The Series C round was led by Index Ventures, which has previously backed the likes of Revolut and Roblox. Andreessen Horowitz, the YC Continuity Fund, and LocalGlobe all invested in the deal that values the business at $1.6 billion having raised at $400 million in August. Further participation in the round came from Original Capital, Backend Capital and Contrary Capital.

Pave will also acquire Advanced-HR from Morgan Stanley, which manages compensation mapping company Option Impact, as part of the deal. The company is planning to double down on Europe as part of the funding round.

Schulman said getting more private company data was crucial to the success of Pave and that there were still plenty of gaps to fill.
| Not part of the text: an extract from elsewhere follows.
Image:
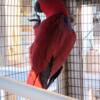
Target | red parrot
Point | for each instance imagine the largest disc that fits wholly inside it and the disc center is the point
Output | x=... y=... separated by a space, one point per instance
x=54 y=39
He said the business was “on a quest to fill these holes because this platform is supremely valuable for the ecosystem.”

Pave has raised $163 million to date in less than three years, but this round was more difficult than earlier fundraising, Schulman said.

“Investors care more about efficient growth, rather than growth at all costs so it was a different dynamic to the past with more focus on s.”

Pave aims to grow its team to around 250 staff by the end of this year, increasing to over 300 in 2023. Schulman was more bullish about the company’s prospects rather than its new unicorn status.

“I care about the fact that there are 8 billion people in the world with 4 billion in the labour market and a lot of it is a guessing game on compensation,” he added. “It makes me excited that it’s our addressable market, this is a small step on our journey, we want to be a trillion-dollar business one day.”